- Born: Oliver Laurence Barrett October 8, 1892 Tekoa, Washington, U.S.
- Died: August 7, 1943 (aged 50) Eugene, Oregon, U.S.
- Occupations: Sculptor; educator;
- Spouse: Kathryn Sartain ​(m. 1942)​

= Oliver L. Barrett =

American sculptor (1892–1943)

Oliver Laurence Barrett (October 8, 1892 – August 7, 1943) was a Pacific Northwest sculptor.

==Early life==
Oliver Laurence Barrett was born on October 8, 1892, in Tekoa, Washington, to Mrs. William Wallace Barrett. He studied art in Portland, Oregon, San Francisco and at studios in southern California.

==Career==
Notable works include the (no longer extant) Theodore Roosevelt Memorial and Rebecca at the Well, part of the Shemanski Fountain. He sculpted the marine figure at the Battleship Oregon Memorial Park in Portland, Oregon. He also sculpted the Pan group of figures in the court of the Murray Warner Museum and the facade of a bank building in Seattle. One of his pieces, a statue of a primitive woman, was exhibited at the Metropolitan Museum of Art in New York City prior to his death. He had ambitions of sculpting a statue of Paul Bunyan and his ox Babe, but they were not realized prior to his death. He was known for having stray cats and dogs at his studio.

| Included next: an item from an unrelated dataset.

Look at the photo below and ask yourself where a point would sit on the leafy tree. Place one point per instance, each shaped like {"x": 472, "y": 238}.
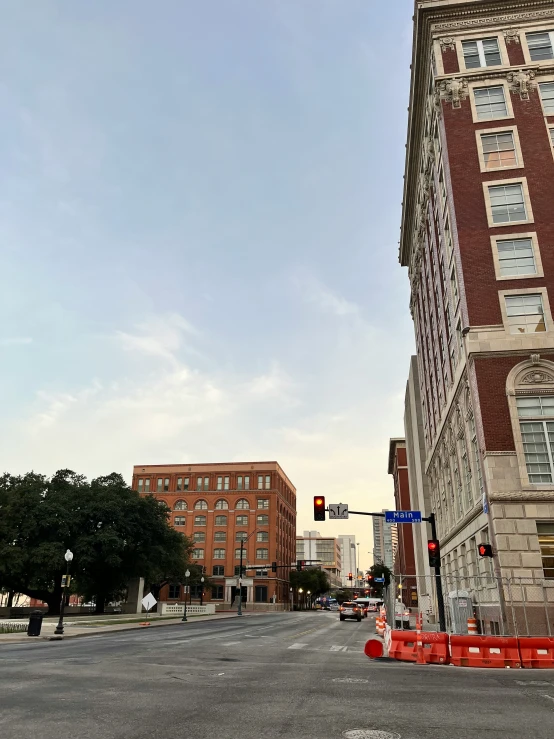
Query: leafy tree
{"x": 114, "y": 534}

In 1927, Barrett joined the University of Oregon as an instructor. By the time of his death, he was an associate professor of sculpture there. Up to his death, he was conducting experiments with plastics to develop a material to eliminate casting.

==Personal life==
Barrett married a former student, Kathryn "Kittye" Sartain of Eugene on May 29, 1942. He lived on Fairmount Boulevard in Eugene.

Barrett died on August 7, 1943, following an operation at a hospital in Eugene. His ashes were taken to his Tekoa hometown.